Si tratta di salsicce composte da carne di maiale mescolata a rape cotte e sminuzzate che conferiscono al prodotto un sapore particolarmente saporito; ottobre è il mese delle rape, per cui è il periodo giusto per le Ciuighe.



Diventate un Presidio Slow Food, le Ciuighe, fanno parte di quella storia e tradizione che viene da lontano, da quando i contadini delle vallate trentine erano ancora lontani dal benessere apportato dall’industria turistica e la lotta alla fame era pratica quotidiana.


Un tempo venivano preparate utilizzando un 20% di testa, cuore, polmoni del maiale e il resto di rape cotte e tritate; oggi, invece si usano soprattutto parti più nobili, come spalla, coppa, pancetta, gola e solo un 30% di rape, bollite in un paiolo e poi strizzate per eliminare l’acqua.


L’impasto ottenuto viene poi aromatizzato con sale fine, pepe nero e aglio tritato, insaccato in budello gentile, legato in modelli di dieci o quindici centimetri che vengono quindi messi ad affumicare per una settimana circa.

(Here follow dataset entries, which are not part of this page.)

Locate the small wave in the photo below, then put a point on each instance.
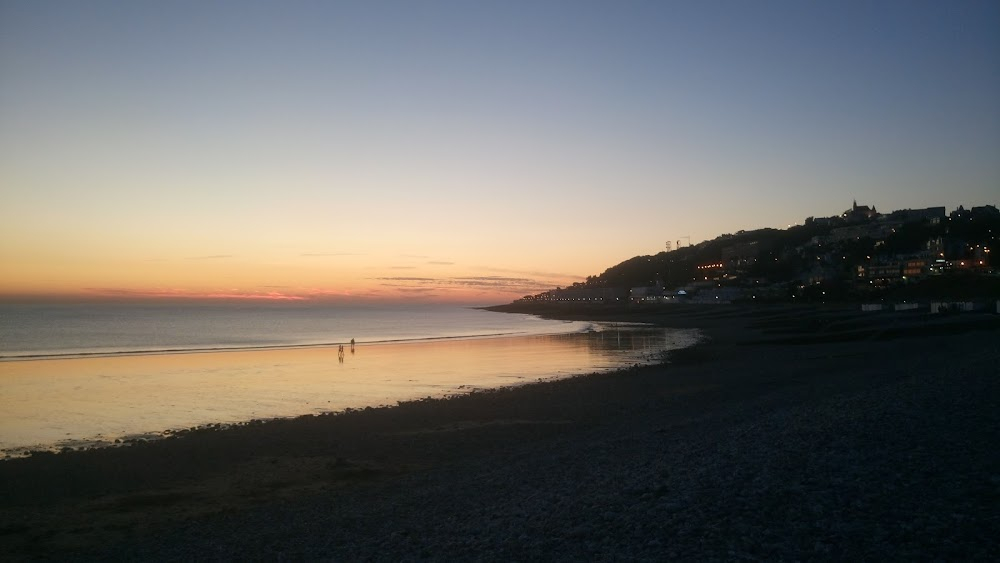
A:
(246, 348)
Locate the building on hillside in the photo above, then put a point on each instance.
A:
(710, 271)
(741, 255)
(932, 214)
(859, 213)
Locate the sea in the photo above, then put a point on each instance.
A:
(78, 376)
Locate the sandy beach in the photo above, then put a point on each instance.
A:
(791, 433)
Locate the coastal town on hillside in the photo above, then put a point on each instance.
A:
(860, 254)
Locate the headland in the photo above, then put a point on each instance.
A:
(791, 433)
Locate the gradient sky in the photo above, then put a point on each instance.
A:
(464, 151)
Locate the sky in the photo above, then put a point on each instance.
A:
(468, 152)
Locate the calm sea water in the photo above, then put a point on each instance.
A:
(86, 376)
(52, 330)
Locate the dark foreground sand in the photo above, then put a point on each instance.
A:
(792, 434)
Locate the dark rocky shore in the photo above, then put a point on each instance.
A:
(791, 434)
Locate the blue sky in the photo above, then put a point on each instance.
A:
(335, 148)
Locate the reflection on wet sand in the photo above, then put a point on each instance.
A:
(58, 402)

Il nome deriva dalla forma piccola e allungata, simile a una pigna di abete, che in dialetto locale si chiama appunto "ciuìga"; se il prodotto viene stagionato per non più di tre o quattro giorni, lo si può consumare fresco, bollito in acqua per una ventina di minuti come un cotechino, accompagnato a purè di patate o cavolo cappuccio; se invece la stagionatura è più lunga, dieci o più giorni, può essere affettato come un salame e servito su fette di pane tostate e imburrate.